Thanks BBj, that was a good one.

Interesting, I never seen the "mod" to the TV with the extra C7 mag pouches on the front like in the pic either.

+1 to the lot of em  , and to the author, and the Calgary Herald for publishing it.


----------



## boondocksaint (6 Sep 2006)

they hang where the bayonet could go, zap strapped or mollied on, not so much a mod as guys on the ground adapting on their own

ditto, great article


----------



## Infanteer (6 Sep 2006)

big bad john said:
			
		

> Poonwah: "We win by being there. If we weren't, it would be the Taliban. These people (the Afghans) have their own culture, to follow Islam, peacefully. We help them do that. (Gen. Rick) Hillier says we'll be there for 10 years. I hope we are. It would be a shame to bail after two or three years, after all this sacrifice. I'd go again."

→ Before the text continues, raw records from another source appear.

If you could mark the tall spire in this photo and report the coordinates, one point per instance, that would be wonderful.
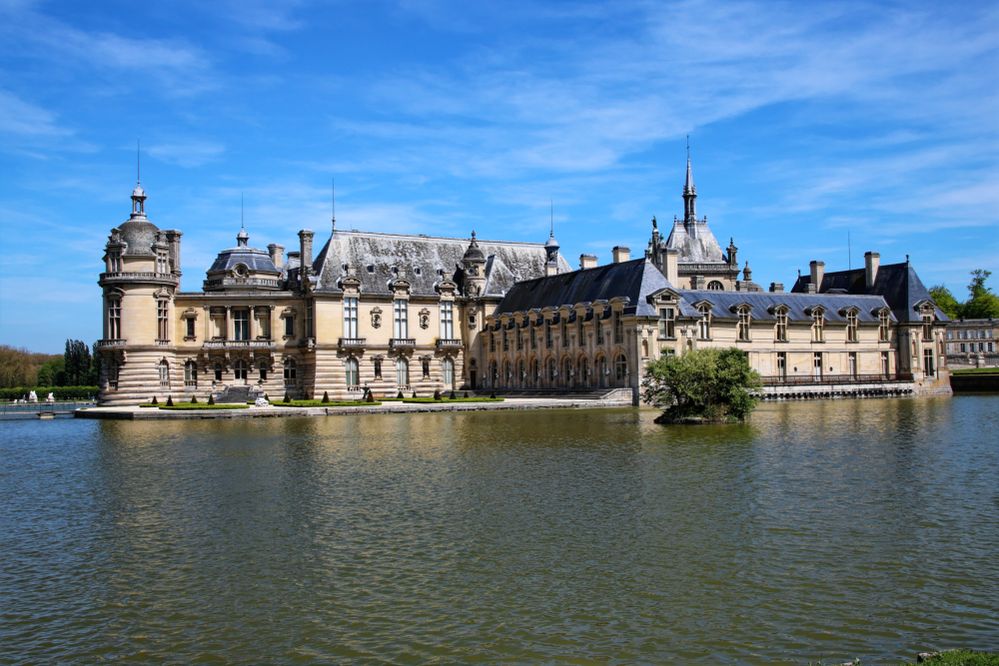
(689, 192)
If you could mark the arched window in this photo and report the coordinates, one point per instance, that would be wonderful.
(402, 372)
(350, 367)
(447, 370)
(191, 374)
(742, 328)
(621, 368)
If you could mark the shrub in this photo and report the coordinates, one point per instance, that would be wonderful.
(711, 384)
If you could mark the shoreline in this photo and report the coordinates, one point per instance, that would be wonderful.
(135, 413)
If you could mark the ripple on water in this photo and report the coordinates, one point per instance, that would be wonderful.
(817, 531)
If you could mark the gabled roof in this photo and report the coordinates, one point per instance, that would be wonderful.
(897, 283)
(424, 261)
(635, 280)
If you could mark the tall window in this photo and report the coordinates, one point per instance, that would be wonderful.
(447, 320)
(704, 323)
(667, 323)
(781, 329)
(884, 324)
(190, 374)
(447, 370)
(350, 367)
(742, 328)
(350, 317)
(851, 326)
(400, 319)
(402, 372)
(162, 263)
(162, 321)
(620, 368)
(114, 318)
(241, 324)
(818, 325)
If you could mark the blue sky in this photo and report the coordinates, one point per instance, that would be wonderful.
(809, 122)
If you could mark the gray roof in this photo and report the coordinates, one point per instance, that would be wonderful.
(635, 280)
(254, 259)
(377, 259)
(897, 283)
(139, 234)
(695, 243)
(763, 305)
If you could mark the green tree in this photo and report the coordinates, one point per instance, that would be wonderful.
(712, 384)
(945, 301)
(982, 303)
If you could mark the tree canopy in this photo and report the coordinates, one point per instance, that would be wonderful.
(981, 303)
(709, 384)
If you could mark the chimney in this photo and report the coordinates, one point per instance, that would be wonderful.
(673, 268)
(872, 261)
(620, 254)
(818, 269)
(277, 254)
(305, 243)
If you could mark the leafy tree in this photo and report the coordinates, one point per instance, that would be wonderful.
(713, 384)
(983, 303)
(945, 301)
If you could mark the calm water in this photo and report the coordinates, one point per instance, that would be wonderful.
(825, 530)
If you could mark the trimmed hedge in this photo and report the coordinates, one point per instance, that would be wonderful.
(320, 403)
(203, 405)
(60, 392)
(446, 400)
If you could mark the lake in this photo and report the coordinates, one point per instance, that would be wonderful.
(819, 530)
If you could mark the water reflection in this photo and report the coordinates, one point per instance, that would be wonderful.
(821, 530)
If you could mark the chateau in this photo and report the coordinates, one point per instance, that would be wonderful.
(414, 313)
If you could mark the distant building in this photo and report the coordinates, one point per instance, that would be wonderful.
(972, 343)
(413, 313)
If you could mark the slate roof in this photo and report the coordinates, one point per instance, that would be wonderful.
(424, 261)
(763, 304)
(897, 283)
(696, 244)
(635, 279)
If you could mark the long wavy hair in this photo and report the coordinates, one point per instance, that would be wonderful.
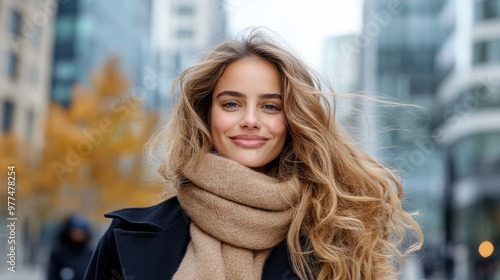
(349, 222)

BZ Chris.  I served with him before, and Mike C. is an old friend as well.  She's a small army.


----------



## Meridian (6 Sep 2006)

Wow I found that writing style hard to follow.  A bit too all over the place for me.  Nice that they are telling the story, however.


----------



## 17thRecceSgt (8 Sep 2006)

boondocksaint said:
			
		

> they hang where the bayonet could go, zap strapped or mollied on, not so much a mod as guys on the ground adapting on their own
> 
> ditto, great article



But..but wouldn' that be them making a mod?  Ok ok, I know, don't pick fly you know what out of pepper... ;D

Couple more mag's is never a bad thing...wonder how it would be hittin the deck with them there though.  

Cheers


----------



## Glorified Ape (8 Sep 2006)

Meridian said:
			
		

> Wow I found that writing style hard to follow.  A bit too all over the place for me.  Nice that they are telling the story, however.

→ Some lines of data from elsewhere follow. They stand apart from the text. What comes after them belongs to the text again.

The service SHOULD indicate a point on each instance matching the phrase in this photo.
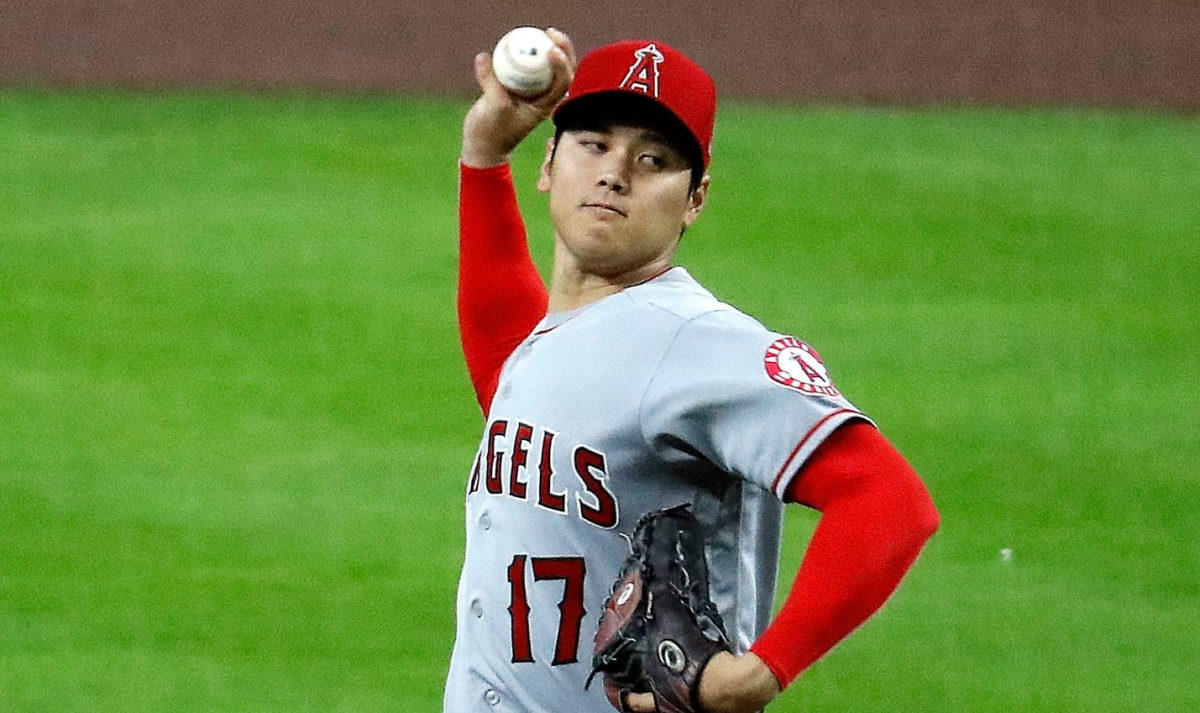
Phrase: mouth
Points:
(607, 208)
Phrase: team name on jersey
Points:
(516, 460)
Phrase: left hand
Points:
(729, 684)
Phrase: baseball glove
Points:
(659, 628)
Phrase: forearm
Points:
(501, 295)
(875, 517)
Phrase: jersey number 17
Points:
(570, 610)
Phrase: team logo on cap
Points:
(797, 365)
(643, 73)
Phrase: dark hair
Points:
(613, 108)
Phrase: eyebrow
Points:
(643, 135)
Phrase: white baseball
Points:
(521, 61)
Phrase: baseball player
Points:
(627, 388)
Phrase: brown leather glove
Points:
(659, 628)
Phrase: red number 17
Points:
(570, 609)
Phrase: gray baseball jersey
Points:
(647, 399)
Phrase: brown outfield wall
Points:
(1002, 52)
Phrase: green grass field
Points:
(235, 427)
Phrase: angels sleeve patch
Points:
(797, 365)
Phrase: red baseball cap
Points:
(657, 71)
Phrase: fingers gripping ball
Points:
(521, 61)
(659, 628)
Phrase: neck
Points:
(573, 287)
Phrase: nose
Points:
(615, 174)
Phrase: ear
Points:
(696, 202)
(544, 174)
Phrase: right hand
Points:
(499, 119)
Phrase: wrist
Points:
(737, 684)
(478, 159)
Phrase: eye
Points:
(653, 160)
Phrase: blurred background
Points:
(234, 421)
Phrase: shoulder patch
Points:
(793, 364)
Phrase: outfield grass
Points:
(234, 424)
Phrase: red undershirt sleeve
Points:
(501, 294)
(875, 517)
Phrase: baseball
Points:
(521, 61)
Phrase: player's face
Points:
(619, 198)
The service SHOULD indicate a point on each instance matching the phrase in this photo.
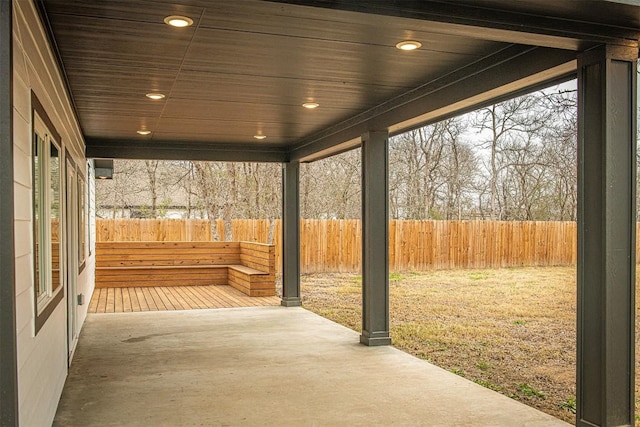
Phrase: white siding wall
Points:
(42, 358)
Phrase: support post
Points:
(375, 239)
(291, 234)
(8, 354)
(606, 236)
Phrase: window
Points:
(83, 229)
(47, 226)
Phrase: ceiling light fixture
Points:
(409, 45)
(178, 21)
(155, 95)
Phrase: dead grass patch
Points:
(512, 330)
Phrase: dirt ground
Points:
(512, 330)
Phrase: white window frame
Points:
(46, 298)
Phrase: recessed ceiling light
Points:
(178, 21)
(409, 45)
(155, 95)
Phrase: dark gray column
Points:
(606, 236)
(375, 239)
(291, 234)
(8, 359)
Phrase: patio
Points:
(162, 298)
(263, 366)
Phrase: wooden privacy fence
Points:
(335, 245)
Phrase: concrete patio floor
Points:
(263, 366)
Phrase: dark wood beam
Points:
(511, 71)
(607, 112)
(180, 150)
(8, 343)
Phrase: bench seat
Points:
(125, 264)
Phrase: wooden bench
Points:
(247, 266)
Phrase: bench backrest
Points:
(128, 254)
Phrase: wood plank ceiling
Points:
(243, 68)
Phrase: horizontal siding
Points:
(42, 359)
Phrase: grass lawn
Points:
(512, 330)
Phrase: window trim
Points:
(83, 219)
(44, 308)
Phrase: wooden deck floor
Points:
(161, 298)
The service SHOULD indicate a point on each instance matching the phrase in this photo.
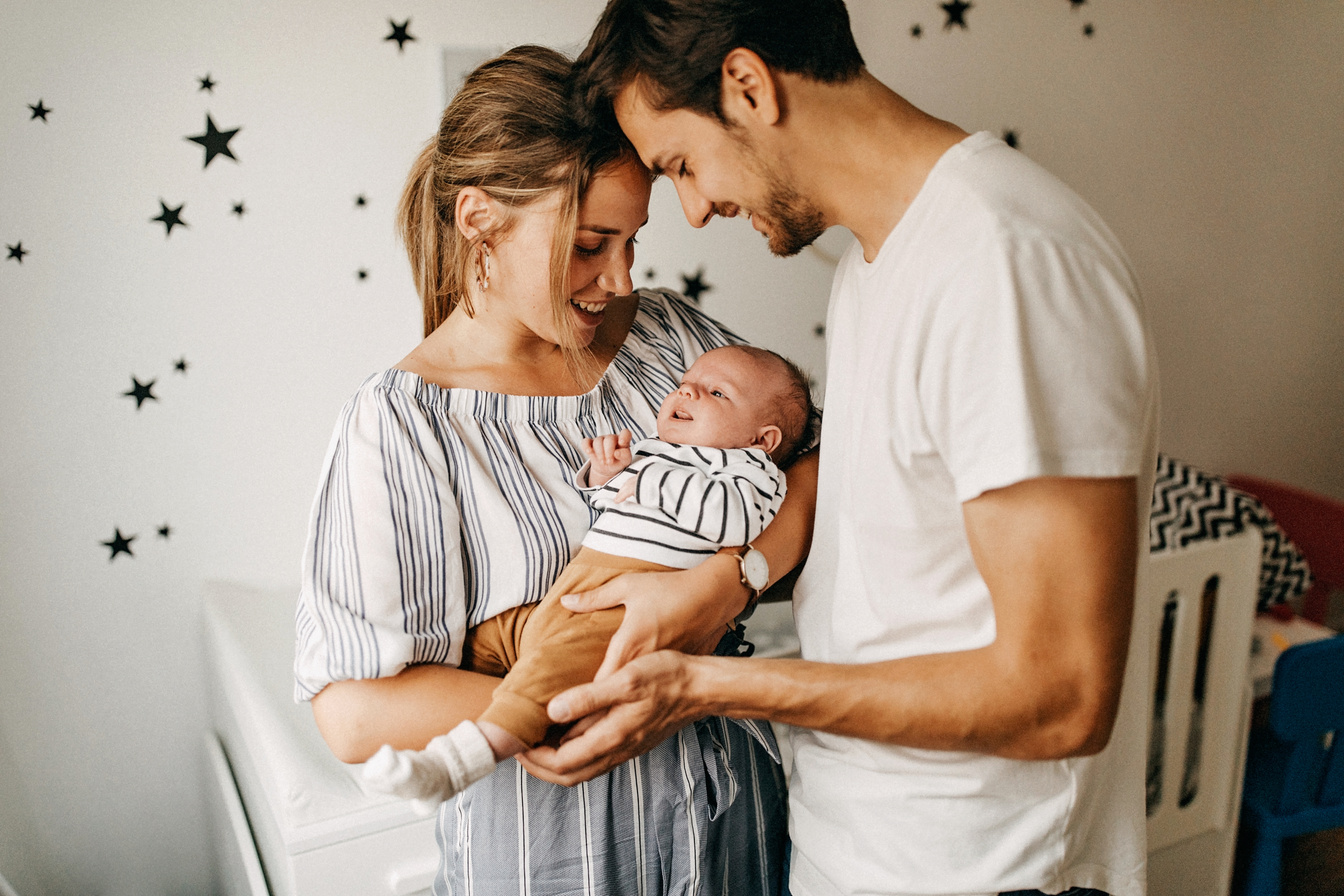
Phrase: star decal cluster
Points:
(214, 143)
(954, 12)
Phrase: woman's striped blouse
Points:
(440, 508)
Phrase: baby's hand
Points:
(608, 456)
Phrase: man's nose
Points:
(696, 207)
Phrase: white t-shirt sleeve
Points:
(1043, 387)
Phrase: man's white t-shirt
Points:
(997, 336)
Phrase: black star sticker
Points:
(215, 141)
(956, 14)
(695, 285)
(170, 216)
(120, 544)
(399, 34)
(141, 391)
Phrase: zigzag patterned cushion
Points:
(1191, 505)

Ditto - interesting piece, but the author writes more like a highschool student than a journalist.


----------



## TangoTwoBravo (8 Sep 2006)

Aren't we the little literary critics.  

p.s. Take it for what it is, an account about three soldiers who were in Afghanistan.


----------



## dont.get.it.48 (8 Sep 2006)

Glorified Ape said:
			
		

> Ditto - interesting piece, but the author writes more like a highschool student than a journalist.

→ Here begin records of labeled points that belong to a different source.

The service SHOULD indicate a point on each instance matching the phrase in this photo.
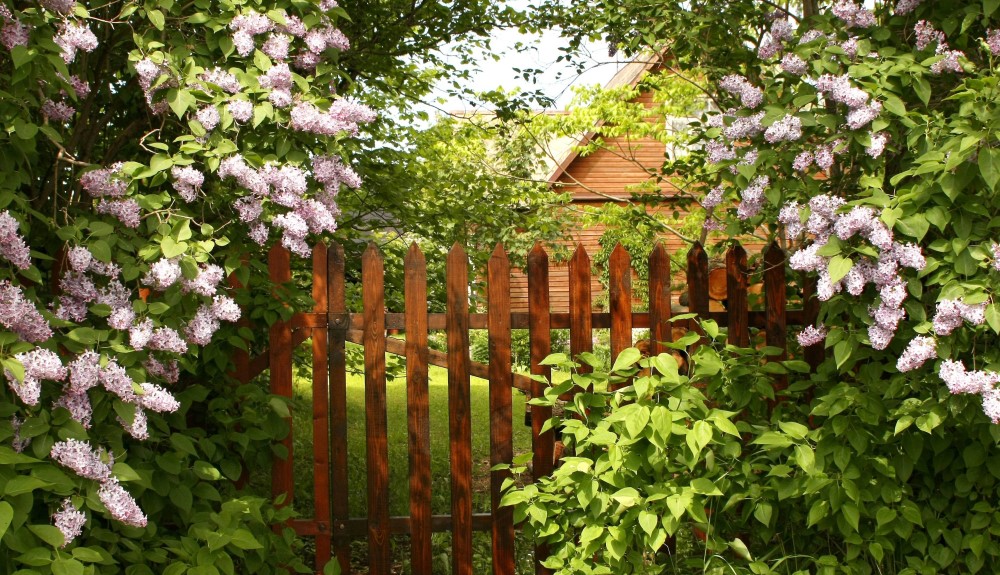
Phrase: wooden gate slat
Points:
(418, 409)
(538, 333)
(280, 351)
(376, 427)
(737, 305)
(501, 412)
(620, 300)
(659, 298)
(321, 407)
(337, 338)
(581, 337)
(460, 409)
(774, 305)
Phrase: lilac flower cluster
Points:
(12, 246)
(959, 380)
(13, 32)
(20, 316)
(823, 221)
(750, 95)
(69, 521)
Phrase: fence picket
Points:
(737, 279)
(336, 345)
(775, 302)
(501, 412)
(540, 336)
(321, 409)
(659, 298)
(460, 410)
(418, 409)
(376, 426)
(280, 352)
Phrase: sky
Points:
(557, 80)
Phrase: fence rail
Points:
(330, 326)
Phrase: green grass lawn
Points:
(398, 456)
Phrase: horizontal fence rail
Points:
(331, 326)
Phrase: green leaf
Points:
(989, 166)
(838, 268)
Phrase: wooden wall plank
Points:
(737, 280)
(659, 298)
(337, 338)
(280, 352)
(376, 426)
(540, 337)
(321, 406)
(501, 410)
(459, 409)
(418, 409)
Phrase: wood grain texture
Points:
(280, 352)
(541, 345)
(321, 406)
(336, 345)
(775, 303)
(459, 409)
(376, 427)
(418, 409)
(501, 410)
(737, 280)
(659, 298)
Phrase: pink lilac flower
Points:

That story was pretty good. It's so much better hearing about the experiences from the soldiers and not that people who sent them. 

And I'd rather have it written like a high school student, because all the journalists always fluff it up with all these fancy words and don't get to the point as quickly or as strongly. At least that's the way i look at it.


----------



## Meridian (8 Sep 2006)

2Bravo said:
			
		

> Aren't we the little literary critics.
> 
> p.s. Take it for what it is, an account about three soldiers who were in Afghanistan.



From what I understood, this wasn't written by any of the soldiers, but by a "journalist".

Writing well means people understand the full meaning and intent of your text.  Poor grammar, formulation and organization in writing style can lose you readers, and can imply that little effort went into the piece.  

I'm all for more un-biased media reporting, but if it gives a majority of readers (especially well-educated civilians) the impression it was written by a high-school student,  not much of your content will get out there.


----------



## 17thRecceSgt (8 Sep 2006)

Meridian said:
			
		

> From what I understood, this wasn't written by any of the soldiers, but by a "journalist".
> 
> Writing well means people understand the full meaning and intent of your text.  Poor grammar, formulation and organization in writing style can lose you readers, and can imply that little effort went into the piece.
> 
> I'm all for more un-biased media reporting, but if it gives a majority of readers (especially well-educated civilians) the impression it was written by a high-school student,  not much of your content will get out there.



I dunno guys and gals, I liked it.  Simple and got the point the author wanted to get across.  Maybe its breans and weiners instead of champagne and caviar, but I liked the way it was done.

I think you focusing on peas and forgetting the steak on this one.

*edit - this was written JUST before I had supper after work..sorry for all the food ref's.   ;D


----------



## geo (8 Sep 2006)

Mud Recce Man said:
			
		

> Couple more mag's is never a bad thing...wonder how it would be hittin the deck with them there though.
> Cheers



don't you remember wearing the C2 bra?
hurts ya....... right there!


----------



## Milhouser911 (27 Feb 2009)

Great to see local boys getting at least some press for their sacrifice.


----------



## Loachman (27 Feb 2009)

Did you happen to notice that that "press" and this thread has been dormant for 2.5 years?


----------